Bereishis from Kehos with Chabad-Chassidic commentary

A beautiful translation of Chumash (the Five Books of Moses) with Chabad-Chassidic commentary from Kehos. Unlike the no-less beautiful Gutnick-edition Chumash, it does not focus only on the Rebbe’s sichos, but draws from the wealth of Chabad Chassidus sources, including those authored by the previous Chabad Rebbeim (especially, the ma’amorim — in-depth works on Jewish mysticism). Obviously, it also quotes Rashi, Talmud, and other sources. Its background sections are much more developed, and its Chassidic commentary is deeper and more detailed.

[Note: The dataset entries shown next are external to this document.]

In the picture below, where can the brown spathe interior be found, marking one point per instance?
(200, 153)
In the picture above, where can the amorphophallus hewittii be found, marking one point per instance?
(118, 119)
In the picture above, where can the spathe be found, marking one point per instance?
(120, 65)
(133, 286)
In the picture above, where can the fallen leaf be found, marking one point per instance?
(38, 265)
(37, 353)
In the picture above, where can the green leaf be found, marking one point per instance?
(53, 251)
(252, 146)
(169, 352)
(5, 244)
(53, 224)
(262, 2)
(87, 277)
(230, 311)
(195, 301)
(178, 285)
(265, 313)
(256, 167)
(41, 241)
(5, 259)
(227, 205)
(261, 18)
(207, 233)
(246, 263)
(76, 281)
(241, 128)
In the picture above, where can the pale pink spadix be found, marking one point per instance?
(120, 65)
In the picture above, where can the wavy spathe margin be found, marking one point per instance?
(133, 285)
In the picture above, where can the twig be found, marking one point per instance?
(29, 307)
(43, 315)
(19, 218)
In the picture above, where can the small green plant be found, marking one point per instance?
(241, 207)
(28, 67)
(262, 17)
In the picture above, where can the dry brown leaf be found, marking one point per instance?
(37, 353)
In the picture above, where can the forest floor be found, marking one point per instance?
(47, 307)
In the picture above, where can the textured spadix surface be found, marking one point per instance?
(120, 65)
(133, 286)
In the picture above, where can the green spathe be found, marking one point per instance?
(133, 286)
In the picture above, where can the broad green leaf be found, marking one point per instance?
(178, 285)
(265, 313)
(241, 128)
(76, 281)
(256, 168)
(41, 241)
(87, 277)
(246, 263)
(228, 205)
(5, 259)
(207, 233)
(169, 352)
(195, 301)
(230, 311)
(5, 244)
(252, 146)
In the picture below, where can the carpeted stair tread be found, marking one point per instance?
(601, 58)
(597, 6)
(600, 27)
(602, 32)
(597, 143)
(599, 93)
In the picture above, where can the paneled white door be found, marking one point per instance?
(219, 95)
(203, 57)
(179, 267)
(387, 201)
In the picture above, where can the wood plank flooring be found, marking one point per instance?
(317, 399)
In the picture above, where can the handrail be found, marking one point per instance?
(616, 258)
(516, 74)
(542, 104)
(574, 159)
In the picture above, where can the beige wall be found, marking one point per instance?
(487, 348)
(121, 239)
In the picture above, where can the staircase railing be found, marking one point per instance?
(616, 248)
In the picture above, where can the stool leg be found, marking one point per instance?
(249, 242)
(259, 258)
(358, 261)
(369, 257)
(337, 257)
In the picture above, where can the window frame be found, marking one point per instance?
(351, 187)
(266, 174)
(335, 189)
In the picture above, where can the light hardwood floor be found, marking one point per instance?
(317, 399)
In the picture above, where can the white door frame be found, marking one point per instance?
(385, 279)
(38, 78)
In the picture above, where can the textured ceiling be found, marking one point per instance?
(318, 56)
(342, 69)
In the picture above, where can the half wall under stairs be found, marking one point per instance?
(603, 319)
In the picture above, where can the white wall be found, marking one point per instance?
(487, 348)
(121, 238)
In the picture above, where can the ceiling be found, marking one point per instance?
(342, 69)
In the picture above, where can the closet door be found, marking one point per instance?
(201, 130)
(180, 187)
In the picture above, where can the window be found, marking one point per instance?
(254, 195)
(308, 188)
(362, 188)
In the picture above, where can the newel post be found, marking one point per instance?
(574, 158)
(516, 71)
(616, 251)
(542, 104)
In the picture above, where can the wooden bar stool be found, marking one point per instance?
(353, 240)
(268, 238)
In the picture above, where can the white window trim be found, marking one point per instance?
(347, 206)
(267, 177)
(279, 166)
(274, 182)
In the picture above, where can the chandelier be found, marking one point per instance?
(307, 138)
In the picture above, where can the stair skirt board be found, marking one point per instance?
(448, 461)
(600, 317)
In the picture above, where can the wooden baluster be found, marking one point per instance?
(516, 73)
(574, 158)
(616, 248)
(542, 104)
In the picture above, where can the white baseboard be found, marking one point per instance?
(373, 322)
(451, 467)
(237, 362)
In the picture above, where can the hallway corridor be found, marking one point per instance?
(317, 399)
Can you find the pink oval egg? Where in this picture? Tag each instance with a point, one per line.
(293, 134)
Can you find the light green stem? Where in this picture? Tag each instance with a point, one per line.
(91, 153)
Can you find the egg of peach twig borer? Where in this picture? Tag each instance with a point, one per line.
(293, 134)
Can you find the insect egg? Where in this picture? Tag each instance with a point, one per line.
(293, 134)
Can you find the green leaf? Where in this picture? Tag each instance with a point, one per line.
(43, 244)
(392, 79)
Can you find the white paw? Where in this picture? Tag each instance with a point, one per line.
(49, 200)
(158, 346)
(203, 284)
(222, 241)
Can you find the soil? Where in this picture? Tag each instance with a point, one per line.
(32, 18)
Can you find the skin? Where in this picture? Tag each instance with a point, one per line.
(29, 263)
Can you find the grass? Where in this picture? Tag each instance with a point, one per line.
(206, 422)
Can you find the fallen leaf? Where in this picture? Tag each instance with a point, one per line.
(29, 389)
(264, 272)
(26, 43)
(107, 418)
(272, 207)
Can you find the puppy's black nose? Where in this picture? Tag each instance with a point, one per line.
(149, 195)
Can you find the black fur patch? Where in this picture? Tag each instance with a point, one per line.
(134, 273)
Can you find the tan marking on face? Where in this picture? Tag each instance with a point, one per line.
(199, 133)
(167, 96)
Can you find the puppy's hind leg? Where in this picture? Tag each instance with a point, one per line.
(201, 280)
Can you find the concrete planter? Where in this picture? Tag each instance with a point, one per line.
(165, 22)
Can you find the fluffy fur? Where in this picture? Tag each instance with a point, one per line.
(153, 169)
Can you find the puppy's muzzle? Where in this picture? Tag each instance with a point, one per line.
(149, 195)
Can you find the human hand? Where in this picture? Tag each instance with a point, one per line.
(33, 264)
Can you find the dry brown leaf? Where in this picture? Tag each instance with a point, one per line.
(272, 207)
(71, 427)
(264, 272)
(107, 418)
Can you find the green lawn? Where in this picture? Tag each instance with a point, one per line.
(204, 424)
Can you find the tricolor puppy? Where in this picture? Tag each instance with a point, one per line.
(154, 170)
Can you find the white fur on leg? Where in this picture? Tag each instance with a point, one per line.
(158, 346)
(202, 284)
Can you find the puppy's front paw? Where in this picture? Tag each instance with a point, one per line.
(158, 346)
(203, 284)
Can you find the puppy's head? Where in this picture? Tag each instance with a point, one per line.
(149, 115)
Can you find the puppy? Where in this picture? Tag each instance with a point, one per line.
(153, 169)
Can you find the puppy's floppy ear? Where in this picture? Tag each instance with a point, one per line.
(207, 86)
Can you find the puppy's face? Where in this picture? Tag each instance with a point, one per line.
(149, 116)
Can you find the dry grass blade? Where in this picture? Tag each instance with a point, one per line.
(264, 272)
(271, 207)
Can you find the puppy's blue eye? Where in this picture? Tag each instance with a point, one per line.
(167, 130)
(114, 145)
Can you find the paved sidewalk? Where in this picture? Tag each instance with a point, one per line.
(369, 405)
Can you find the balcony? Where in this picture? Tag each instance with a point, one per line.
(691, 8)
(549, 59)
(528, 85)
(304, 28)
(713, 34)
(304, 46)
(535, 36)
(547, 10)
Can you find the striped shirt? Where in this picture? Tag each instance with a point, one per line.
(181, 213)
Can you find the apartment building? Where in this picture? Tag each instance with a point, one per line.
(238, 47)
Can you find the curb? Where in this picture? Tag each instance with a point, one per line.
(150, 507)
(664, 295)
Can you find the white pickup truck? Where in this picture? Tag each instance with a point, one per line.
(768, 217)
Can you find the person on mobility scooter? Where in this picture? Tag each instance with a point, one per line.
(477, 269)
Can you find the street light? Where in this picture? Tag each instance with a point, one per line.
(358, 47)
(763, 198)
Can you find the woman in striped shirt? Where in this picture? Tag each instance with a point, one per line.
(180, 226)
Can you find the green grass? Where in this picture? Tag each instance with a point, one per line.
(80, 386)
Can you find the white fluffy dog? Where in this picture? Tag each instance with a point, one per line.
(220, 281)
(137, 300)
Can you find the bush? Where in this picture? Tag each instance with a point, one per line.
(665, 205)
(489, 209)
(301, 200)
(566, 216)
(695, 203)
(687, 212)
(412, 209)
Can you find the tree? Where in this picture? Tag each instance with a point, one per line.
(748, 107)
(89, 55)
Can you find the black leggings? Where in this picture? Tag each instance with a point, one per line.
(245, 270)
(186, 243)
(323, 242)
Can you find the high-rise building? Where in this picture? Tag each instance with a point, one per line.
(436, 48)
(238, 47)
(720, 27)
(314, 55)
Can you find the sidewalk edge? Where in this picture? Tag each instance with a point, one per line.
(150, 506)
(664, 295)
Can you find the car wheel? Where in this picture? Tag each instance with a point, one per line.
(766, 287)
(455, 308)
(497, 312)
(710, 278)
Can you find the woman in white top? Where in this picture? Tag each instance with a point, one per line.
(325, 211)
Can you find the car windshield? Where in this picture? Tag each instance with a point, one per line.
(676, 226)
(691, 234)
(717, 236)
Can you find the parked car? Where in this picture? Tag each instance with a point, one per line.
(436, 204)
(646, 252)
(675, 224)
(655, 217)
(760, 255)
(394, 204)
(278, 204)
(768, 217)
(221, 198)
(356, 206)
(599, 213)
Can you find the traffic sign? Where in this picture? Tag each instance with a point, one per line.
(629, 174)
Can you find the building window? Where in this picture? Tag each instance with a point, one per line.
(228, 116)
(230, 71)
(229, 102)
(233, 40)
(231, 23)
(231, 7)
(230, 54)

While Gutnick edition is a nice introduction of the Rebbe’s “Rashi sichos” that provides a good taste of the Rebbe’s genius in revealing how Chassidus brings together different sources in Judaism and opens yet unforeseen depths of Torah (which was what attracted me to Chabad Chassidus initially), Kehos edition reveals fully to the reader the true role and nature of Chabad Chassidus — the fact that it is pnimiyus ha’Torah (the Essence of Torah).

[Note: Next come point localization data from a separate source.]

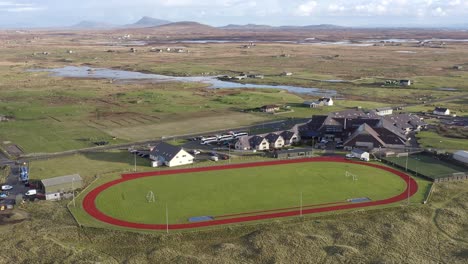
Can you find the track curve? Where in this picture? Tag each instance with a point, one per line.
(89, 204)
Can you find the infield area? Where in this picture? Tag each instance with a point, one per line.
(197, 197)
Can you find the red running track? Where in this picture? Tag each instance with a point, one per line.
(89, 204)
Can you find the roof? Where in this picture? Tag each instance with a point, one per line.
(359, 151)
(255, 140)
(441, 109)
(272, 137)
(299, 150)
(383, 109)
(61, 180)
(165, 150)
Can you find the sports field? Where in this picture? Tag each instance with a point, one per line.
(241, 191)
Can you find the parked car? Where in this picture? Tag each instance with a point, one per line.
(6, 187)
(31, 192)
(195, 152)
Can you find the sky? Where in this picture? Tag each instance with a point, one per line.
(59, 13)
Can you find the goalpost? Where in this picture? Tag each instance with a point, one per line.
(349, 174)
(150, 197)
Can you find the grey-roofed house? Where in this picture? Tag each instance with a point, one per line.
(61, 187)
(276, 141)
(169, 155)
(291, 153)
(259, 143)
(441, 111)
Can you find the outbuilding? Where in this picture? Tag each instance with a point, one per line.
(61, 187)
(291, 153)
(461, 155)
(360, 154)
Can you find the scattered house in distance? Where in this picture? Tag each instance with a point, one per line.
(324, 101)
(384, 111)
(259, 143)
(441, 111)
(360, 154)
(61, 187)
(405, 82)
(462, 156)
(169, 155)
(276, 141)
(270, 108)
(291, 153)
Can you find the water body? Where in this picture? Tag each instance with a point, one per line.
(120, 75)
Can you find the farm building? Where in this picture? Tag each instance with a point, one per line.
(461, 155)
(269, 108)
(441, 111)
(291, 153)
(61, 187)
(360, 154)
(384, 111)
(169, 155)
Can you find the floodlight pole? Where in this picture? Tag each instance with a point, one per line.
(73, 191)
(134, 169)
(301, 206)
(409, 187)
(167, 220)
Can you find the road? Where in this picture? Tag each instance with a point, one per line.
(269, 126)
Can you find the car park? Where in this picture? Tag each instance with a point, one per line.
(6, 187)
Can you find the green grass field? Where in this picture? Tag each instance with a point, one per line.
(234, 191)
(427, 166)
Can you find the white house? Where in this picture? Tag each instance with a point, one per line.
(276, 141)
(169, 155)
(461, 155)
(384, 111)
(243, 143)
(441, 111)
(360, 154)
(326, 101)
(290, 137)
(259, 143)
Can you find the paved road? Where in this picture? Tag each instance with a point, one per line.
(270, 126)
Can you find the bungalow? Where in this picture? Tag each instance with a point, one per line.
(169, 155)
(360, 154)
(383, 111)
(259, 143)
(405, 82)
(326, 101)
(243, 143)
(290, 137)
(441, 111)
(269, 108)
(276, 141)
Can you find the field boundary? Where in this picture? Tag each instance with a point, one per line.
(89, 201)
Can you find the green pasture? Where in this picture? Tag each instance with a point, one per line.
(232, 191)
(427, 166)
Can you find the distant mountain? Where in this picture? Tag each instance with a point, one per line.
(147, 21)
(87, 24)
(247, 27)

It reveals the innermost dimension of Judaism that is not accessible outside of Chabad Chassidus — a dimension that is truly a crime for any religious Jew to ignore (if you think this claim is too presumptious, just take a look at the sample first chapter of Bereishis). In addition to commentaries in separate sections and footnotes, Rashi’s and Chassidic commentaries are imbedded into the text, making it flow very nicely.

First chapter of the first book of Moses, Bereishis, with very nice introduction to the book, the order of creation and the Chassidic explanation on the reason of creation (discussed at length in many Chassidic sources), was graciously provided by Kehos and hosted by AskMoses.

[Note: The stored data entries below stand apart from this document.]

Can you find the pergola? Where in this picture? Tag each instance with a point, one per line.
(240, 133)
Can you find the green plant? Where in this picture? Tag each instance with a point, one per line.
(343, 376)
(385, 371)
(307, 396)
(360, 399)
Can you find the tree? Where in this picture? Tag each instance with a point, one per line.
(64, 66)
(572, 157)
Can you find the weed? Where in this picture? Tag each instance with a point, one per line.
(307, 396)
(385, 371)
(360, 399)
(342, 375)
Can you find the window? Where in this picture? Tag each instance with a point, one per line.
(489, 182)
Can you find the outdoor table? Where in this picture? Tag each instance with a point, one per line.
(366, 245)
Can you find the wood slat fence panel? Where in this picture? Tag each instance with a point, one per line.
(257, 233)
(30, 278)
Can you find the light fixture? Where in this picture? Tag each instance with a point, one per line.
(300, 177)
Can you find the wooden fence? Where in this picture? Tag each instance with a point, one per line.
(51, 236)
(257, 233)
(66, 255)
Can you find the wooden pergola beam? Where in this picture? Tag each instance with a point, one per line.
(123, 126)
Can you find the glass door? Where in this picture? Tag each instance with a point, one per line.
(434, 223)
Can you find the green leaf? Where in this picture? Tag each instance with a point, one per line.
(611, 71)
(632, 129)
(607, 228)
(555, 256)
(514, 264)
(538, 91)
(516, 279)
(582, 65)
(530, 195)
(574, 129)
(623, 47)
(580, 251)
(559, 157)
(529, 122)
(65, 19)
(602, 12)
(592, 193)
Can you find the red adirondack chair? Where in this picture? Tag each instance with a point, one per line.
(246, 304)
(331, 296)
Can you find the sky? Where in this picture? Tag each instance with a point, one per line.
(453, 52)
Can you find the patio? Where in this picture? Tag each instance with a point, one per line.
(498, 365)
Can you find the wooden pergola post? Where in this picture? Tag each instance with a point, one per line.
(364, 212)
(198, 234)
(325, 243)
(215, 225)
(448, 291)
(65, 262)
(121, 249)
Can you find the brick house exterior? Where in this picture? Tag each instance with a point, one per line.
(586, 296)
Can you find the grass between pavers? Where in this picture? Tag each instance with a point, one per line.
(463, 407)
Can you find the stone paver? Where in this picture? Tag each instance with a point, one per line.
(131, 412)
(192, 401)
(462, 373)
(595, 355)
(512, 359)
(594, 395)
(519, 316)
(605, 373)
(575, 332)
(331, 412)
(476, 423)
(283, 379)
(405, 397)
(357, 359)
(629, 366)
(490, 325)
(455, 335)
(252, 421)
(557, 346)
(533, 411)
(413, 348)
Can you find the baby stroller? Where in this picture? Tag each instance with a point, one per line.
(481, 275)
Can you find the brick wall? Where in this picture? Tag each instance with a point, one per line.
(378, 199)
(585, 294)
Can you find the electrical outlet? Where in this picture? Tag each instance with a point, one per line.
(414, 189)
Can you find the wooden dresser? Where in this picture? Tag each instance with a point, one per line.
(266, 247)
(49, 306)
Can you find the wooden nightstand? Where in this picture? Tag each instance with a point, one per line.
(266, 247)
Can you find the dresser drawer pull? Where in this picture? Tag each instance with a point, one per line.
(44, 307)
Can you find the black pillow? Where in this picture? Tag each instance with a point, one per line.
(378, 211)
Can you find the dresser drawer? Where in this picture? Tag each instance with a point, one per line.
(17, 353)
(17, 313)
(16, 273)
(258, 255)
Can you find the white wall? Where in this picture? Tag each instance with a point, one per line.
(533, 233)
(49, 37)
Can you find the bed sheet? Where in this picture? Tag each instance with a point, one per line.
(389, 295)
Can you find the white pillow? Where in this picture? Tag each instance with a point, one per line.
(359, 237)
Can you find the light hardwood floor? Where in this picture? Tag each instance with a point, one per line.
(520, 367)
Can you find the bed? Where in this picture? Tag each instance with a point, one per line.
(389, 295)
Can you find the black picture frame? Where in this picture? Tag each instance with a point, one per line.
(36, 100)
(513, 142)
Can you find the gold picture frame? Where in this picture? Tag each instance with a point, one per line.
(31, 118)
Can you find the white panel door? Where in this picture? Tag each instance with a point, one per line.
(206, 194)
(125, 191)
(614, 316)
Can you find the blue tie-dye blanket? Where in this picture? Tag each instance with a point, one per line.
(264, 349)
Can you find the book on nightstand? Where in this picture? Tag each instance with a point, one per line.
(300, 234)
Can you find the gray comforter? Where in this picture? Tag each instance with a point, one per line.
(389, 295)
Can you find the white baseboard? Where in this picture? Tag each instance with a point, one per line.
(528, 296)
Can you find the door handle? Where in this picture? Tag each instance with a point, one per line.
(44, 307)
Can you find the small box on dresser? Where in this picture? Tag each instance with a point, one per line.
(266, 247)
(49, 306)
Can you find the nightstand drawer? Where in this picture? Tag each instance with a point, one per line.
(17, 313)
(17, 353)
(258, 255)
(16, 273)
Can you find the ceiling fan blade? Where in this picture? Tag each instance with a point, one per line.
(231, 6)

Something to read before Simchas Toireh.

Note: If you want to print this out, print out two text pages on each side of a printed page (imagine that the middle of the printed page, turned landscape, is the crease of the book), starting from even numbers (so, pp. 2–84), rotated 180°. You want Hebrew text to be on the right half of each printed page, and English text with beginning of commentaries on the left.